Morton looked at him uneasily. He had no appearance of a criminal, he looked too proud and haughty to be a culprit, yet might that not be sheer bravado?

Discontinuing the conversation, Morton turned his attention to the table in the window in the hall where the secretary so often sat.

He examined the appurtenances, for the table was furnished almost like a desk, and he picked up a silver penholder.

It was round and smooth and without chasing or marking of any sort, save for the initials G. L.

“This yours?” he asked, and Lockwood nodded assent.

“I ask you, Doctor Marsh,” Morton turned to the Examiner, “whether that wound which is in Doctor Waring’s neck could have been made with this penholder.”

Startled, Marsh took the implement and carefully scrutinized it. Of usual length, it was tapering and ended in a point. The circumference at the larger end was just about the circumference of the wound in question.

“I must say it could be possible,” Marsh replied, his eyes alternately on the penholder and on the dead man. “Yes, it is exactly the size.”

“And it is strong enough and sharp enough, and it is round,” summed up Morton. “Now, Mr. Lockwood, I make no accusation. I’m no novice, and I know there’s a possibility that this might have been the weapon used, and yet it might not have been used by you. But I will say, that I have much to say to you yet, and I advise you not to try to leave town.”

“I’ve no intention of leaving town or of trying to do so,” Lockwood asserted, “but,” he went on, “would you mind telling me, if I killed the man I was devoted to, how I left the room locked behind me?”

“Those locked rooms bore me,” said Morton, “I’ve read lots of detective stories founded on that plot.

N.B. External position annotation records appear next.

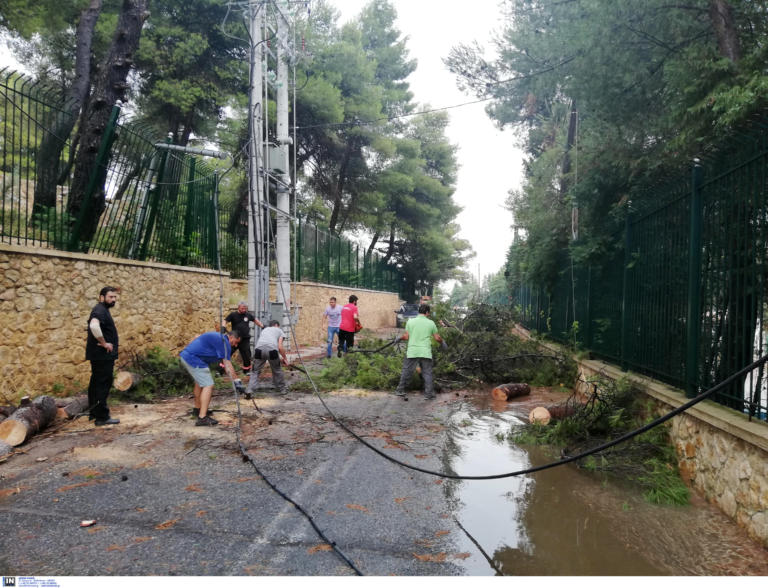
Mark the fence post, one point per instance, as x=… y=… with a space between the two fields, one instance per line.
x=693 y=324
x=299 y=252
x=101 y=161
x=316 y=251
x=190 y=212
x=625 y=325
x=154 y=203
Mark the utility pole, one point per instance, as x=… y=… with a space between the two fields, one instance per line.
x=284 y=140
x=258 y=267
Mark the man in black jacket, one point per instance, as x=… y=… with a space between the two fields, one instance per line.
x=101 y=351
x=241 y=321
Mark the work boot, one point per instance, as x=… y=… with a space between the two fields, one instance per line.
x=206 y=421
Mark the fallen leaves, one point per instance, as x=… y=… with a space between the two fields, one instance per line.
x=167 y=524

Invariably the locked room proves to be vulnerable at some point. I haven’t finished examining the doors and windows myself as yet.”

“Proceed with your examinations, then,” said Lockwood; “if you can find a secret or concealed entrance, it’s more than I can do.”

“More than you will do, perhaps, but not necessarily more than you can do.”

“Don’t forget that vanished Japanese,” prompted Marsh. “I’ve small faith in Orientals, and if there is a way to get in and out secretly, I’d question the Jap before I would Mr. Lockwood here.”

“So should I,” declared the impassive secretary himself. “And another thing don’t forget, Morton, after the Private Secretary, the next person to be suspected is the butler – that is in fiction, which I gather you take as your manual of procedure.”

Lockwood’s sarcasm drove Morton frantic, but he was too wise to show his annoyance.

“I shall neglect no possible suspect,” he said, with dignity.

And then two men came from the police, who said they were photographers and desired to take some pictures, at the Chief’s orders.

Lockwood left them, and went to the living-room where the household and a few neighbors were assembled.

“I’m glad to get out of that detective atmosphere,” he said, relaxing in an easy chair. “It’s bad enough to have the man dead, without seeing and hearing those cold-blooded police bungling over their ‘clues’ and ‘evidences.’”

“Tell me a little of the circumstances,” asked Mrs. Bates, who was present. “I can bear it from you, Gordon, and I must know.”

“Apparently, Doctor Waring was sitting at his desk, reading,” Lockwood began, with a faraway look, as if trying to reconstruct the scene. “He must have been reading Martial – for the volume was open on the desk – and the pages were blood-stained.”